Teras Merdeka — Nilai gotong royong dinilai masih relevan sebagai fondasi kehidupan sosial masyarakat Indonesia. Namun, cara memaknainya perlu disesuaikan dengan perubahan zaman agar tidak berhenti sebagai jargon budaya semata.
Wakil Ketua DPRD Provinsi Jawa Tengah, Heri Pudyatmoko, menegaskan bahwa gotong royong saat ini tidak bisa lagi dimaknai secara sempit sebagai kerja fisik bersama, melainkan harus diterjemahkan dalam konteks sosial, ekonomi, dan kebijakan publik yang lebih luas.

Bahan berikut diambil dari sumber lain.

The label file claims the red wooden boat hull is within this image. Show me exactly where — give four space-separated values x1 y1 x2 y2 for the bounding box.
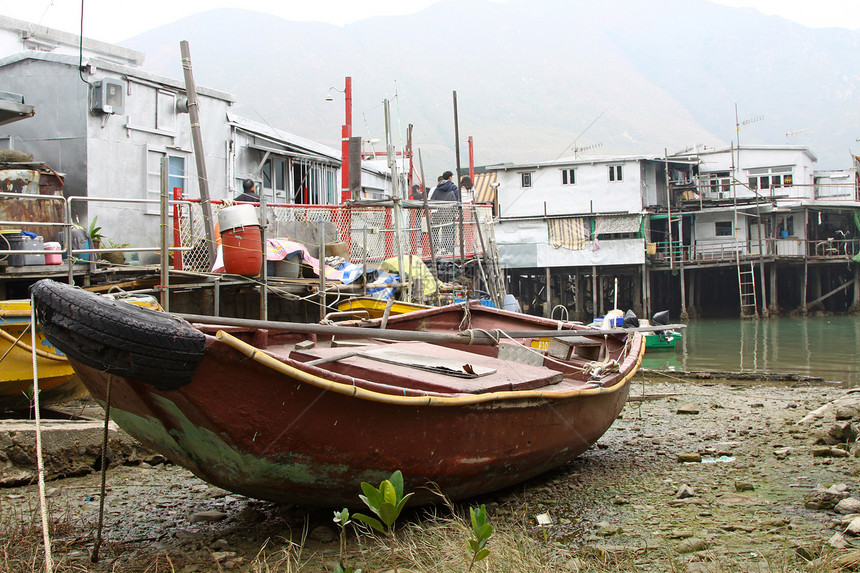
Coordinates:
31 280 644 507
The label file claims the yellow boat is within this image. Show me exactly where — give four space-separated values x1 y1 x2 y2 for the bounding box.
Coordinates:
0 295 161 411
337 296 433 318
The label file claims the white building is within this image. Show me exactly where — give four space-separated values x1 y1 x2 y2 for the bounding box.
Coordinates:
0 13 390 246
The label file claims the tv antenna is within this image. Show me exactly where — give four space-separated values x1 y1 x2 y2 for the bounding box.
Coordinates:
785 127 812 143
573 142 603 159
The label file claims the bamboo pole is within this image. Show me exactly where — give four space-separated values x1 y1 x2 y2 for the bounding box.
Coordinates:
174 314 686 346
179 40 215 265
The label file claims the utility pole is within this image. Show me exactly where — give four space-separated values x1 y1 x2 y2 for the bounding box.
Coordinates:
179 40 215 267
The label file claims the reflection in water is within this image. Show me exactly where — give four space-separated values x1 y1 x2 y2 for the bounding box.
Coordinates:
642 316 860 385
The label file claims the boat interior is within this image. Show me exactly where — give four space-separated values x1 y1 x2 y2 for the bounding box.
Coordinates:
191 325 626 395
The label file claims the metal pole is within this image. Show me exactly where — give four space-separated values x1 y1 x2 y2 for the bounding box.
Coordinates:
663 147 675 270
418 149 442 306
469 135 475 185
340 76 352 203
179 40 215 267
317 221 326 321
160 155 170 312
260 177 269 320
385 100 412 301
451 90 469 300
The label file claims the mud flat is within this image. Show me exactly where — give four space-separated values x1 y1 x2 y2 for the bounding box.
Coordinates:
0 373 860 573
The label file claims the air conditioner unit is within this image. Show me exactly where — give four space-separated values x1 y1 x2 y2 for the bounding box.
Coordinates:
93 78 125 114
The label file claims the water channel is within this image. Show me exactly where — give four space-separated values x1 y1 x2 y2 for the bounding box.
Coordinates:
642 315 860 386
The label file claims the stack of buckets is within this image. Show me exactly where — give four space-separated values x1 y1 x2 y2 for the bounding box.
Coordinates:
218 205 263 277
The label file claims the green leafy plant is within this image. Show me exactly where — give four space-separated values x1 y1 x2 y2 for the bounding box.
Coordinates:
87 216 104 243
353 470 412 573
468 504 493 571
333 508 361 573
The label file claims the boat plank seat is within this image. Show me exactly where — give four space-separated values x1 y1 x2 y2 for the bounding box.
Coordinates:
290 342 562 394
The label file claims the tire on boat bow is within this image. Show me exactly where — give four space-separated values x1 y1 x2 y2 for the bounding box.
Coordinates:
31 279 206 390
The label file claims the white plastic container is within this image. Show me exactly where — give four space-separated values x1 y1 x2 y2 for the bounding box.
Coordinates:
21 236 45 266
218 205 260 233
45 241 63 265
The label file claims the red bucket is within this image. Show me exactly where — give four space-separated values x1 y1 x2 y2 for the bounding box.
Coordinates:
221 225 263 277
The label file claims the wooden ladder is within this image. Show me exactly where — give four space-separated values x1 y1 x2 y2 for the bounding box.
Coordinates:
738 260 758 318
478 212 506 303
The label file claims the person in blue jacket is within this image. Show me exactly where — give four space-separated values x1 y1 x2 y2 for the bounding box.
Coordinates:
430 171 460 251
430 171 460 201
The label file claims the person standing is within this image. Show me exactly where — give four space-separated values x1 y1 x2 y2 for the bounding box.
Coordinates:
430 171 460 201
430 171 460 255
409 185 425 201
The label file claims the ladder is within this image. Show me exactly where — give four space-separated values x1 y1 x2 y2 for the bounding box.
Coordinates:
475 211 506 303
738 259 758 318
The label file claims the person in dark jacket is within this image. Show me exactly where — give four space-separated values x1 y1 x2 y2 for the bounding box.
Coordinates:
430 171 460 201
233 179 260 203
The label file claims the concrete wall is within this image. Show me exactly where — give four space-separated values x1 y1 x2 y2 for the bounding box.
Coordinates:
495 219 645 268
698 146 816 199
498 159 642 218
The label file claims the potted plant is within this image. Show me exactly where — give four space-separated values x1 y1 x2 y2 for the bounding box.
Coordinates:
99 239 131 265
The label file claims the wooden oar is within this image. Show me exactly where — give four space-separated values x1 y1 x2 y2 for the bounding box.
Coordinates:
176 314 685 346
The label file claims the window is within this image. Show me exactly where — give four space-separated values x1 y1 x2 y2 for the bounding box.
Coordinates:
167 155 188 199
155 90 176 132
714 221 732 237
749 166 794 191
145 149 188 215
520 172 532 187
261 156 290 203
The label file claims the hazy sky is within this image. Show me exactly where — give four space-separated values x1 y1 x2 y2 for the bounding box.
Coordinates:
0 0 860 42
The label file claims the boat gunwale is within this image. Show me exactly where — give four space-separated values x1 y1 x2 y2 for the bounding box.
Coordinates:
215 330 645 406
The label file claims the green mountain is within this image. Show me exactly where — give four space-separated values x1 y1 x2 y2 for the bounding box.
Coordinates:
123 0 860 180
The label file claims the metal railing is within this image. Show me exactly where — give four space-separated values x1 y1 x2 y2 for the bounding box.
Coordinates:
0 193 191 284
656 237 860 263
178 199 495 270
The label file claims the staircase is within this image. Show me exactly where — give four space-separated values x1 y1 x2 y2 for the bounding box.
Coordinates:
738 258 758 318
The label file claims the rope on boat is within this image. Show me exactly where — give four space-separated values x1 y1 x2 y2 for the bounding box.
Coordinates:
215 330 645 406
90 375 113 563
30 294 54 573
0 325 69 362
476 328 624 380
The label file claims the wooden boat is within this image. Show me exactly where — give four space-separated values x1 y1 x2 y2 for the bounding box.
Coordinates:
337 296 430 318
32 280 644 507
0 300 87 411
0 295 160 411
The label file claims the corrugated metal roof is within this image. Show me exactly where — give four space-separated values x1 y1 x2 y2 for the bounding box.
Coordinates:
474 171 496 204
0 50 236 102
476 155 698 171
227 111 340 162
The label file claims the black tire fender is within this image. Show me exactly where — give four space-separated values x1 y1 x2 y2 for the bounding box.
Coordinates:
31 279 206 389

“Gotong royong bukan sekadar kerja bakti atau simbol budaya. Di tengah masyarakat yang semakin kompleks, gotong royong harus hadir dalam bentuk kolaborasi, kepedulian sosial, dan keberpihakan kebijakan,” ujar Heri.

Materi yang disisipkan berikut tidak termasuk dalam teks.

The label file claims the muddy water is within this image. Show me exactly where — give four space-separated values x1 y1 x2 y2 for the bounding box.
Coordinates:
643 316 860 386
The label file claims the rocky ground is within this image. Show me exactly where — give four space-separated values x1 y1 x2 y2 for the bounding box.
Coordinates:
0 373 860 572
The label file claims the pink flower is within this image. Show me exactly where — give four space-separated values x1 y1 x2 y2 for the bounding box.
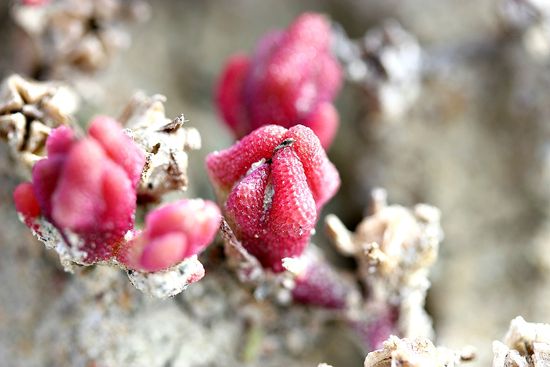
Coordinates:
206 125 340 272
14 117 145 263
216 13 342 148
118 199 221 271
21 0 51 6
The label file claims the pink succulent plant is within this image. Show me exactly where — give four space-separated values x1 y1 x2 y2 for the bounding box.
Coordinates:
118 199 221 271
206 125 340 272
14 117 145 263
216 13 342 148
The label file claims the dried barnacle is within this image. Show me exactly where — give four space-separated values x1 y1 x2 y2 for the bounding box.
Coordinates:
335 20 422 121
119 93 201 201
364 336 474 367
493 316 550 367
325 189 443 337
0 74 78 175
13 0 150 78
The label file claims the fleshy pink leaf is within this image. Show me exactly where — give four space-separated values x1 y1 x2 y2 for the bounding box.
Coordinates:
217 13 342 148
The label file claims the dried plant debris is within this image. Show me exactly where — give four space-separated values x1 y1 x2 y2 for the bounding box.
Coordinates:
13 0 150 78
499 0 550 60
334 20 422 121
119 93 201 201
0 74 79 175
220 220 294 304
364 336 474 367
493 316 550 367
326 189 443 337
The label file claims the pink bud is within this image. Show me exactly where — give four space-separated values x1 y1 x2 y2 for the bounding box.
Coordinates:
21 0 51 6
118 199 221 271
16 118 145 263
13 182 40 225
351 305 399 350
206 125 340 272
216 13 342 148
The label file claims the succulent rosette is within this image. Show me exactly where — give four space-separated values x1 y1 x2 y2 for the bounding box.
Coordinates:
216 13 342 148
206 125 340 272
14 117 145 263
14 117 221 272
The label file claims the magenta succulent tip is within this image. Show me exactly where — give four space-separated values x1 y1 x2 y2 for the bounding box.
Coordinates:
121 199 221 272
216 13 342 148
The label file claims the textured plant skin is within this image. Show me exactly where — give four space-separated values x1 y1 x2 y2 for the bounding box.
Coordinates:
14 117 145 263
206 125 340 272
118 199 221 277
216 13 342 148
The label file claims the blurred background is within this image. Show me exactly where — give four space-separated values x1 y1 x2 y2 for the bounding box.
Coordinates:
0 0 550 366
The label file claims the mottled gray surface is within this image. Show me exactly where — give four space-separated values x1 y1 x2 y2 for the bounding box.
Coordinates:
0 0 550 367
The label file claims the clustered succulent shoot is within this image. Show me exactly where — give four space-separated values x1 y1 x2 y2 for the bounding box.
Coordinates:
0 4 550 366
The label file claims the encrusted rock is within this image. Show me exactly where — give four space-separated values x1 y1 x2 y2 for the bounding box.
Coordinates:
364 336 474 367
335 20 422 121
326 189 443 337
127 255 204 298
13 0 149 78
0 74 79 176
499 0 550 60
493 316 550 367
119 93 201 201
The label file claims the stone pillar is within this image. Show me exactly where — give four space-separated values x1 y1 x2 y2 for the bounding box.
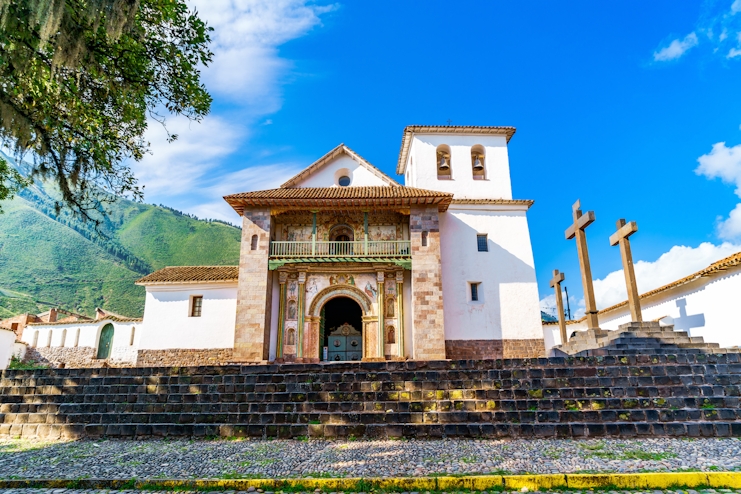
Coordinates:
396 271 404 358
376 271 386 357
234 209 273 362
409 207 445 360
275 271 288 362
296 272 306 362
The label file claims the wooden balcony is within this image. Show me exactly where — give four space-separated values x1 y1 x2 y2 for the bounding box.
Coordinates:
269 240 412 269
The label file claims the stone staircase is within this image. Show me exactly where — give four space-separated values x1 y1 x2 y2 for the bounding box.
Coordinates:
554 322 741 357
0 353 741 438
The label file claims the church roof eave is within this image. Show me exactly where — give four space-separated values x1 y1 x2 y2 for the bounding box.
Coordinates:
281 144 401 188
396 125 517 175
224 185 453 215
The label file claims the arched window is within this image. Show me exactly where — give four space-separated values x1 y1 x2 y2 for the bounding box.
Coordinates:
435 144 453 180
386 326 396 344
471 144 486 180
96 323 113 359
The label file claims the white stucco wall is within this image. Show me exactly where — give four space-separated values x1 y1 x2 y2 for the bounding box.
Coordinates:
404 134 512 199
297 154 388 187
21 319 142 362
543 267 741 350
139 283 237 350
0 329 15 369
440 204 543 340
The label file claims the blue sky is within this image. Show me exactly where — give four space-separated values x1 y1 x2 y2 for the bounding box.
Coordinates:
134 0 741 309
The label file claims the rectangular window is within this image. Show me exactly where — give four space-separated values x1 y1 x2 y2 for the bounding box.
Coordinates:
476 233 489 252
471 283 481 302
190 295 203 317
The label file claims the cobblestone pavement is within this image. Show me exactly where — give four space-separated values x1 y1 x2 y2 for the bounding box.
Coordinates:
0 438 741 479
0 489 741 494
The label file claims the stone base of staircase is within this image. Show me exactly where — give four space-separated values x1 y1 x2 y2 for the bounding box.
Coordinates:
554 321 741 357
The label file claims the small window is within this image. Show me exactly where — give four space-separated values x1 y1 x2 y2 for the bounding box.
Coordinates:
190 295 203 317
476 233 489 252
471 283 481 302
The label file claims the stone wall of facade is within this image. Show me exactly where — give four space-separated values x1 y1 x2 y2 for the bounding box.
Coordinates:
234 209 273 362
24 346 98 369
445 340 502 360
136 348 234 367
409 207 445 360
502 338 545 358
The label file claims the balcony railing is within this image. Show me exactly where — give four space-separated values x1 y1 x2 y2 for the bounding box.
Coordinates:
270 240 412 257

Menurutnya, perubahan struktur masyarakat mulai dari urbanisasi, digitalisasi, hingga pola kerja yang semakin individual telah menggeser praktik gotong royong tradisional. Meski demikian, nilai dasarnya tetap relevan jika dimaknai secara kontekstual.
Heri menilai tantangan utama saat ini adalah bagaimana semangat gotong royong dapat diterjemahkan ke dalam tata kelola pemerintahan, pembangunan daerah, dan kehidupan bermasyarakat tanpa kehilangan esensi kebersamaan.

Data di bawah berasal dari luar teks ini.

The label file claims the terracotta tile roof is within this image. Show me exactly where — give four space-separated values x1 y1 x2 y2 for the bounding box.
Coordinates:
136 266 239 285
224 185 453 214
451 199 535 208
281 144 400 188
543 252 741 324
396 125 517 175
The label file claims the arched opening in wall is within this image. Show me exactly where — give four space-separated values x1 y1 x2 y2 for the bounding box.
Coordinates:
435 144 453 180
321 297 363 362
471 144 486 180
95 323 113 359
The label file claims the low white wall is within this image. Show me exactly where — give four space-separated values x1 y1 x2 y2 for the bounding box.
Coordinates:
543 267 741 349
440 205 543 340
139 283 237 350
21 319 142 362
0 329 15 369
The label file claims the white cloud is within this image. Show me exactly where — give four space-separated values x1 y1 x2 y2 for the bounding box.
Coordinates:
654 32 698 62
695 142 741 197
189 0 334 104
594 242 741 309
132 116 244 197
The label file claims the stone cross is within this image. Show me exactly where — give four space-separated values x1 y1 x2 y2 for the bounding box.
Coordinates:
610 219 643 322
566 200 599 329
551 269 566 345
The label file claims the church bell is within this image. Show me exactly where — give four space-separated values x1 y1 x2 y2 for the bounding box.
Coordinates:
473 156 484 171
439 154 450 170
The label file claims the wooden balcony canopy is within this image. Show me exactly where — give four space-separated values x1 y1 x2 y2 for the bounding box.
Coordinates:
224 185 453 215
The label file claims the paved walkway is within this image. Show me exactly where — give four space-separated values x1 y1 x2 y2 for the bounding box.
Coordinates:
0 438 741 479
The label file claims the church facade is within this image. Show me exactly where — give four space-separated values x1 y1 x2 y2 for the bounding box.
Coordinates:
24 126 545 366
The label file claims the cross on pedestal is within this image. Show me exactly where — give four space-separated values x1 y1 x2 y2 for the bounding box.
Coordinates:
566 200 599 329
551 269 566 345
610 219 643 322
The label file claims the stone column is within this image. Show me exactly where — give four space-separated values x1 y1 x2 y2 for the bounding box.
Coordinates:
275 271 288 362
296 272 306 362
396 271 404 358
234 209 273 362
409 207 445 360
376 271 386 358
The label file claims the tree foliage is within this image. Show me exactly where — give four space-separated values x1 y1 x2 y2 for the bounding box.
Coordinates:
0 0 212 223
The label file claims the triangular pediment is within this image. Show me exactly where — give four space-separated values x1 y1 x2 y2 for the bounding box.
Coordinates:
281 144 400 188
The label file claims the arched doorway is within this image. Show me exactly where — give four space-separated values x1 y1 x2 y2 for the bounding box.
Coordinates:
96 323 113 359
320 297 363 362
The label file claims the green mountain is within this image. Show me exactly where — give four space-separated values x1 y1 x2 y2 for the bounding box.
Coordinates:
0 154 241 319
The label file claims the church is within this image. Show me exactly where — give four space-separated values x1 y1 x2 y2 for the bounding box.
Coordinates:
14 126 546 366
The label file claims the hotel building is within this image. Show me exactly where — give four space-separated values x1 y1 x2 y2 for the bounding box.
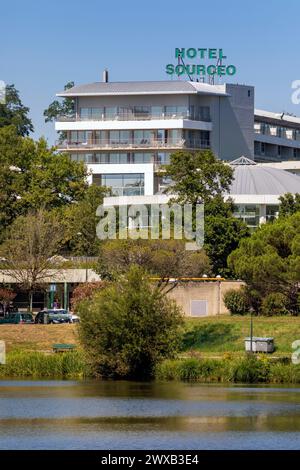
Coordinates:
55 73 300 225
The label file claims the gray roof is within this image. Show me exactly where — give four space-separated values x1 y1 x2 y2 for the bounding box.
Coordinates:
57 80 227 97
229 165 300 196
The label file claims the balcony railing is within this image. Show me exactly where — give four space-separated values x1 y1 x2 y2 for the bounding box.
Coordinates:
56 139 210 150
254 124 300 142
56 112 211 122
111 186 144 196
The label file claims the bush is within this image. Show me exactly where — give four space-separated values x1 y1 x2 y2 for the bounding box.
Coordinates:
224 289 249 315
79 265 183 378
261 292 289 317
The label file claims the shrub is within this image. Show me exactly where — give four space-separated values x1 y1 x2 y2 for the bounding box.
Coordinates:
79 265 183 378
0 351 87 378
224 289 249 315
261 292 289 317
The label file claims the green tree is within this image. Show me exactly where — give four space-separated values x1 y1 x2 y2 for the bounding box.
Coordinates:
62 184 107 256
98 239 211 278
204 196 249 277
0 126 88 237
78 266 183 379
279 193 300 217
0 85 34 136
164 150 249 276
44 82 75 142
224 288 250 315
228 212 300 313
0 210 63 311
163 150 233 204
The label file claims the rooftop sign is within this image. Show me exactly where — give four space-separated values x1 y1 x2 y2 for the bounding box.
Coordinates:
166 47 236 77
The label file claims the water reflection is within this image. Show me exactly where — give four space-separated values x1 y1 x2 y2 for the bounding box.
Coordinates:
0 381 300 449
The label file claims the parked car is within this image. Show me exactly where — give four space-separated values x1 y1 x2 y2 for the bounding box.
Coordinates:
72 313 80 323
0 312 34 324
35 308 72 323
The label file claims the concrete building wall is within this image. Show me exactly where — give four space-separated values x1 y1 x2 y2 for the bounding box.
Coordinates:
168 281 244 317
217 84 254 160
77 94 189 111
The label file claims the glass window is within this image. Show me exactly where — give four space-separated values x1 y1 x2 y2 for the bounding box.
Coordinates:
120 131 130 144
151 106 164 118
91 108 104 119
79 108 89 119
134 106 151 119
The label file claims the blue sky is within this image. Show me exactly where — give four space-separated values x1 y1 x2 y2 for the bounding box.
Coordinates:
0 0 300 143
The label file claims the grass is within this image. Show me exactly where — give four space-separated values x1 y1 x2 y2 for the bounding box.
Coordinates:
0 351 88 379
182 315 300 356
155 355 300 384
0 323 79 352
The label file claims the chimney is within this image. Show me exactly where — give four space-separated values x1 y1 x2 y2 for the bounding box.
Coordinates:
102 69 108 83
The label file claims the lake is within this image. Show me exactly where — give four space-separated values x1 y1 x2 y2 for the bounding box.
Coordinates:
0 380 300 450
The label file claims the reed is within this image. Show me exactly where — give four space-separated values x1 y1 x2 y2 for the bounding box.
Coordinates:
0 351 88 378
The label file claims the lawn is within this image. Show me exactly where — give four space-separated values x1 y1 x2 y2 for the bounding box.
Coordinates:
0 315 300 356
0 323 78 352
182 315 300 355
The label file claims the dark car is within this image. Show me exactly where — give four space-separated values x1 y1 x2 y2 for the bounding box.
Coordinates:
0 312 34 324
35 308 72 323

“Dalam kebijakan publik, gotong royong berarti kehadiran negara yang bekerja bersama masyarakat. Pemerintah, swasta, komunitas, dan warga tidak berjalan sendiri-sendiri,” jelasnya.
Ia mencontohkan, penanganan persoalan sosial seperti kemiskinan, bencana alam, hingga ketimpangan akses pendidikan dan kesehatan membutuhkan pendekatan kolaboratif lintas sektor. Tanpa semangat gotong royong yang adaptif, kebijakan berpotensi berjalan parsial dan tidak berkelanjutan.

Selain itu, Heri juga menekankan pentingnya menanamkan nilai gotong royong kepada generasi muda dengan pendekatan yang relevan dengan realitas mereka saat ini.
“Generasi muda hidup di era digital. Gotong royong bisa hadir dalam bentuk solidaritas sosial, gerakan komunitas, advokasi kebijakan, hingga kolaborasi berbasis teknologi. Nilainya sama, bentuknya yang berbeda,” katanya.
Ia mengingatkan, jika gotong royong hanya dipertahankan sebagai simbol atau nostalgia masa lalu, nilai tersebut akan kehilangan daya hidup di tengah masyarakat modern.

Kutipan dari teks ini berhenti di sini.